Collagen I initiates endothelial cell morphogenesis by inducing actin polymerization through suppression of cyclic AMP and protein kinase A

Collagen I provokes endothelial cells to assume a spindle-shaped morphology and to align into solid cord-like assemblies. These cords closely imitate the solid precapillary cords of embryonic angiogenesis, raising interesting questions about underlying mechanisms. Studies described here identify a critical mechanism beginning with collagen I ligation of integrins alpha(1)beta(1) and alpha(2)beta(1) followed by suppression of cyclic AMP and cyclic AMP (cAMP)-dependent protein kinase X and marked induction of actin polymerization to form prominent stress fibers. In contrast to collagen 1, laminin-1 neither suppressed cAMP nor protein kinase A activity nor induced actin polymerization or changes in cell shape. Moreover, fibroblasts did not respond to collagen I with changes in cAMP, actin polymerization, or cell shape, thus indicating that collagen signaling, as observed in endothelial cells, does not extend to all cell types.
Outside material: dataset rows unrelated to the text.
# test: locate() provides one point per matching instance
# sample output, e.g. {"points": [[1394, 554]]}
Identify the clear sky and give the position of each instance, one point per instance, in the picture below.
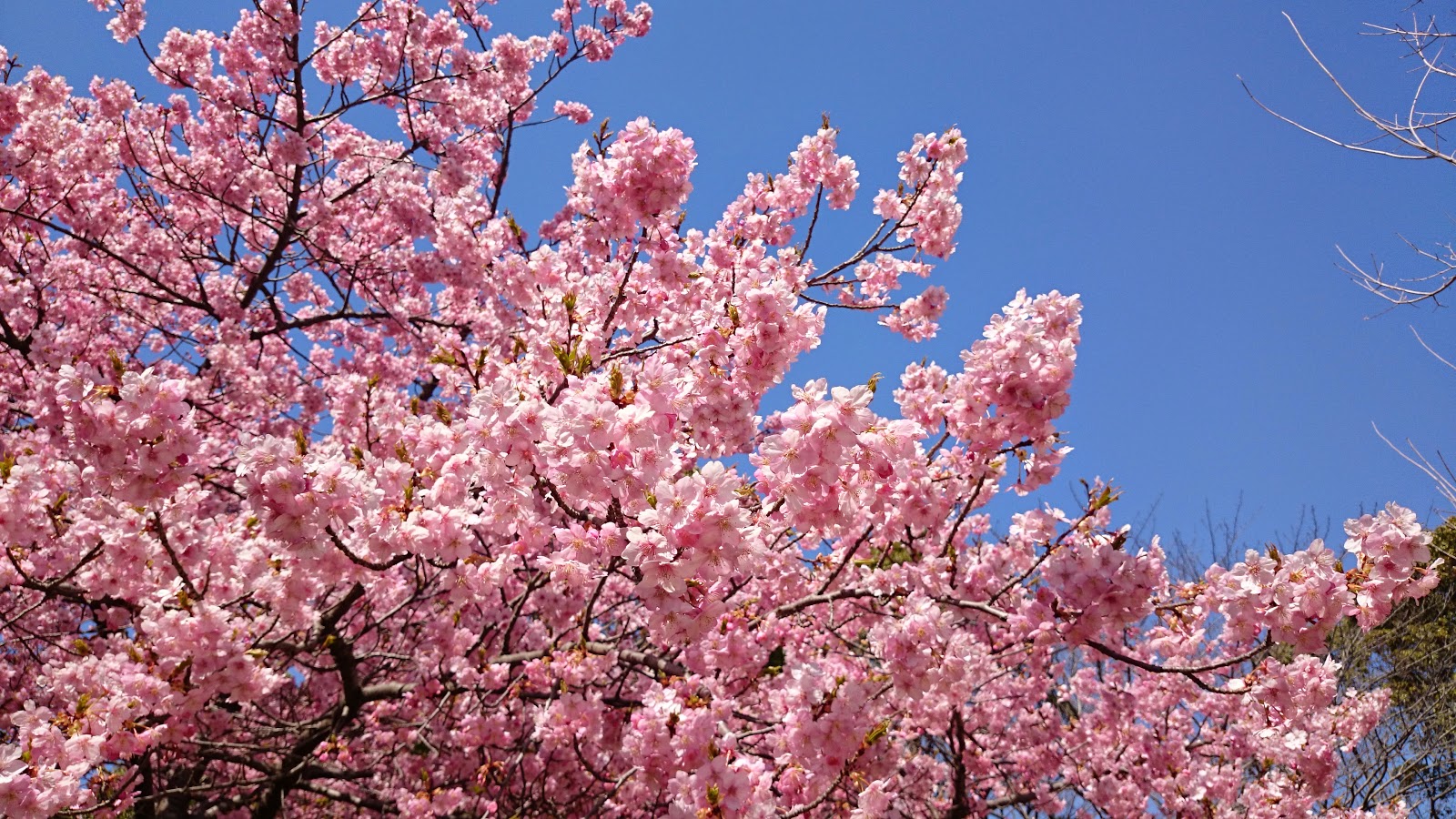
{"points": [[1113, 155]]}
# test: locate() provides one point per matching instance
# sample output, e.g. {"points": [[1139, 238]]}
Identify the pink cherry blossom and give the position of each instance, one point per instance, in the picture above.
{"points": [[328, 489]]}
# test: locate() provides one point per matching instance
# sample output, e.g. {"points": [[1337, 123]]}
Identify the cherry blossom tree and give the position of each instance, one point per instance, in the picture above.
{"points": [[327, 489]]}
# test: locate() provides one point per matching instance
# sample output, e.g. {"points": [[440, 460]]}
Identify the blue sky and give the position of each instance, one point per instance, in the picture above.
{"points": [[1113, 155]]}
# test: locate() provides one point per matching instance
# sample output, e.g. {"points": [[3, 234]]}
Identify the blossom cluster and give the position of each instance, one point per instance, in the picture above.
{"points": [[328, 489]]}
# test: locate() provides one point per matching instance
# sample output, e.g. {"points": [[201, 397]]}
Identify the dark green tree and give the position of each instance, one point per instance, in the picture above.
{"points": [[1411, 753]]}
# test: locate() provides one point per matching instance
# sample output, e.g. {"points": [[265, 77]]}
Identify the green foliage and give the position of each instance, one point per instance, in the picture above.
{"points": [[1411, 753]]}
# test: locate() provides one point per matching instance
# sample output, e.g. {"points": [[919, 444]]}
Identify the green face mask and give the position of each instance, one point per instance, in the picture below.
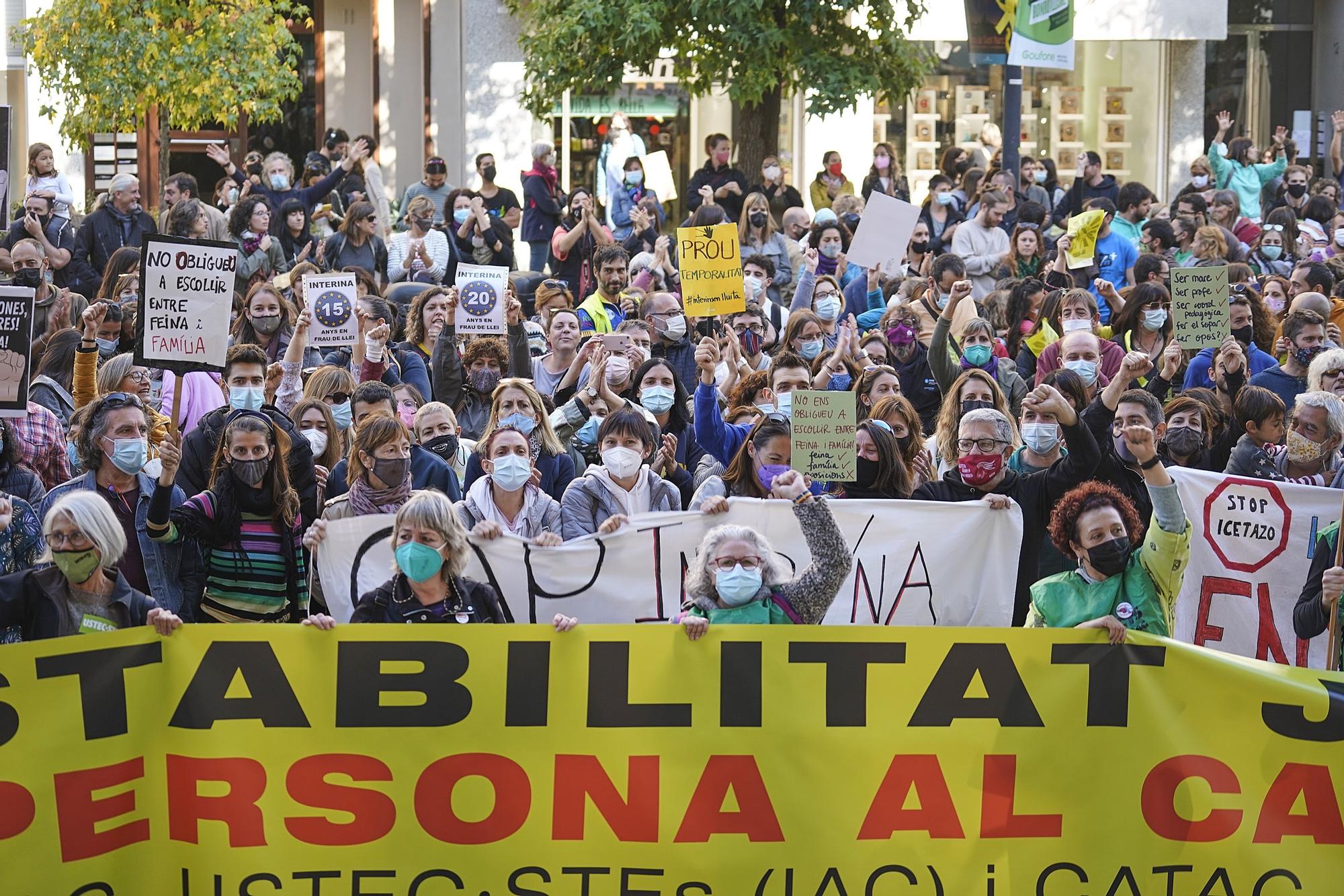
{"points": [[77, 566]]}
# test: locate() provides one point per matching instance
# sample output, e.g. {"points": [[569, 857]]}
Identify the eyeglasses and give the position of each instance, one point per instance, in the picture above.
{"points": [[984, 447], [724, 565]]}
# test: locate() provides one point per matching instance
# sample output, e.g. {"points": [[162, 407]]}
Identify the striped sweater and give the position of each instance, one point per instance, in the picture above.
{"points": [[245, 580]]}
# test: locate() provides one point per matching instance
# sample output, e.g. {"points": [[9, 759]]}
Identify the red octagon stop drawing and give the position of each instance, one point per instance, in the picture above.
{"points": [[1251, 515]]}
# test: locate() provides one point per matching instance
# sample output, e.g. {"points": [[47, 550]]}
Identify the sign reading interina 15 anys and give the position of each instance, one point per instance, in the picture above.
{"points": [[186, 295]]}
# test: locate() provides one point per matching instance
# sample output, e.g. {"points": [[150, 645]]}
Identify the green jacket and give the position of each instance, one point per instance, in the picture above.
{"points": [[1143, 597]]}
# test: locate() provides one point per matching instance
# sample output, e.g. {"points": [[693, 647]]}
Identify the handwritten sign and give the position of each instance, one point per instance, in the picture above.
{"points": [[823, 436], [712, 271], [480, 299], [17, 308], [1200, 307], [884, 232], [186, 298], [331, 299]]}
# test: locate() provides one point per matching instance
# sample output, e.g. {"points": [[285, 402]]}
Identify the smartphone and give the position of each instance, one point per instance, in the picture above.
{"points": [[619, 343]]}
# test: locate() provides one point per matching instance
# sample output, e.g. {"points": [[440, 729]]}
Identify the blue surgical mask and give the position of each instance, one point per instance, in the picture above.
{"points": [[737, 586], [588, 433], [521, 422], [128, 456], [419, 562], [658, 400], [511, 472], [978, 355], [1085, 370], [342, 414], [247, 398]]}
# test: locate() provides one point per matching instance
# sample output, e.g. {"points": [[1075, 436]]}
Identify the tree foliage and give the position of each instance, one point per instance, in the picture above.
{"points": [[198, 61], [837, 50]]}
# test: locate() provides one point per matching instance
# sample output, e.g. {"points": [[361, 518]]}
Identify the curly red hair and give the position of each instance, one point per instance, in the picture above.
{"points": [[1089, 496]]}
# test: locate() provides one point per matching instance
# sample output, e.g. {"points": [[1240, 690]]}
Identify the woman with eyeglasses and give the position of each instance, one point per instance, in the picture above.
{"points": [[83, 592], [737, 577], [358, 244], [248, 525], [260, 256]]}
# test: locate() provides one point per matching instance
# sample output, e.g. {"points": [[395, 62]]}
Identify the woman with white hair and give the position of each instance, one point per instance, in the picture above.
{"points": [[542, 205], [737, 577], [83, 592], [1327, 373], [429, 554]]}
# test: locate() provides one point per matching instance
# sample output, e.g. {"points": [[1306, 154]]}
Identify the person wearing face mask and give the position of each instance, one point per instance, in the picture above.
{"points": [[1306, 334], [83, 592], [605, 498], [986, 440], [245, 389], [737, 578], [248, 523], [119, 222], [728, 183], [1236, 166], [780, 195], [278, 181], [420, 253], [506, 499], [976, 351], [260, 256], [1120, 582], [380, 480], [112, 448]]}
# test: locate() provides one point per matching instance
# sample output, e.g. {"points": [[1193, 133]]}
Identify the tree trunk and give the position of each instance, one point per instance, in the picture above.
{"points": [[757, 134]]}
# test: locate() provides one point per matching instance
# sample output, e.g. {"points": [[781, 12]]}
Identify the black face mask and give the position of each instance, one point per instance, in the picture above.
{"points": [[28, 277], [446, 447], [1111, 558]]}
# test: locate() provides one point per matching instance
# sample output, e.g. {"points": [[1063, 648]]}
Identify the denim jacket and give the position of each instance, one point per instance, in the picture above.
{"points": [[175, 572]]}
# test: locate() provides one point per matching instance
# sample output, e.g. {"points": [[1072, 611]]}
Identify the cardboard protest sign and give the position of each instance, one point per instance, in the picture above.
{"points": [[186, 299], [17, 308], [333, 302], [884, 232], [480, 300], [1083, 233], [823, 436], [1200, 307], [712, 271]]}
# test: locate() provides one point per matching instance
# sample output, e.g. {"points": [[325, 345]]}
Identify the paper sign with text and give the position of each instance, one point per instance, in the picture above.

Pharmacological elevation of cAMP blocked collagen-induced actin polymerization and formation of cords by endothelial cells; conversely, pharmacological suppression of either cAMP or protein kinase A induced actin polymerization. Collectively, these studies identify a previously unrecognized and critical mechanism, involving suppression of cAMP-dependent protein kinase A and induction of actin polymerization, through which collagen I drives endothelial cell organization into multicellular precapillary cords.